Bobby Timmons est ressuscité grâce à l’un de ses morceaux phares, Dat Dere. Un thème qui permet d’interagir avec la batterie grâce aux nombreux marquages rythmiques. Même si la contrebasse s’y perd un peu (je pense que cela est dû à des problèmes de lumières, et les nombreuses interactions et points rythmiques à placer sur le thème rendent la chose encore plus délicate), le « drive », le « swing », appelons cela comme vous voulez, y est. Ici, se place la différence avec le reste du concert. Le pied tapote, vous entendez des « yeaaah » dans la salle, la bascule se fait totalement. Vous comprenez toute la subtilité de cette chose, inexplicable, mais dont vous êtes à la recherche, que vous soyez joueur ou spectateur de jazz. Les solos de pianos, trompette, et saxophone s’enchaînent, dans une droiture rythmique digne des plus grands albums d’Art Blakey.
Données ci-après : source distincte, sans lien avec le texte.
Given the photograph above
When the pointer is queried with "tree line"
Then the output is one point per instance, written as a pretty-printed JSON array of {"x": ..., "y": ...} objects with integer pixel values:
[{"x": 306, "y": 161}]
Mais c’est surtout avec Work Song de Nat Adderley (le frère du plus célèbre Cannonball Adderley) qui me fait dire que ce second « set » est au-dessus du premier. Baker au chant pour le thème pour cette composition très bluesy. Le chorus de Sauzay est au plus proche de l’esprit de Golson, fièrement soutenu par la réplique rythmique de la formation. On tape du pied, on clap des mains dans la salle. On entend des cris, comme dans ces lives que l’on a seulement en disques, mais dont on voudrait en retrouver l’essence. Baker à la trompette, choisi la simplicité rythmique du hard bop (N.B. : les Jazz Messengers sont considérés comme parmi les plus célèbres représentants de ce courant de jazz, traditionnellement situé dans la deuxième partie des années 50), mais les blue note, les jeux rythmiques, l’énergie s’enchaînent, se croisent pour donner un superbe chorus qui te fait hocher la tête comme il faut. Le chorus du piano est ponctué par un léger rythme de « marche » à la batterie, ce qui renforcent d’une part le walk de Barnoud (le walk, l’apanage du contrebassiste, qui se traduit musicalement par jouer une note sur chaque temps, soit une noire, d’où la sensation de walk, celle d’avancer), mais  d’autre part, souligne avec rythmicité l’esprit de Timmons chez Murayama, où descentes et montées de gammes s’entremêlent avec de courtes phrases blues très rythmées en accords. Je ressors de ce morceau que je ne connaissais pas du tout complètement transformé, et surtout ravi d’avoir assisté à un tel spectacle.

Le concert se termine sur le célèbre Blues March d’Art Blakey, dont Benhammou nous offre une très bonne introduction fidèle à l’esprit du morceau. Pas de chorus solo pour les vents : l’on décide de finir en une gigantesque chase trompette/saxophone, où les instrumentistes s’interrompent de plus en plus rapidement et corsent mutuellement le challenge harmonique et rythmique pour leur compère. Le pianiste nous offre également un joli chorus bluesy, encore une fois très « timmonsien », tout comme Barnoud et son dernier solo, à la fois clair, concis, efficace. Blues March finit en beauté ce deuxième set, largement au-dessus du premier mais qui surtout, caractérise bien à mes yeux la musique des Jazz Messengers : accessible, profondément ancrée dans le blues, et extrêmement rythmée.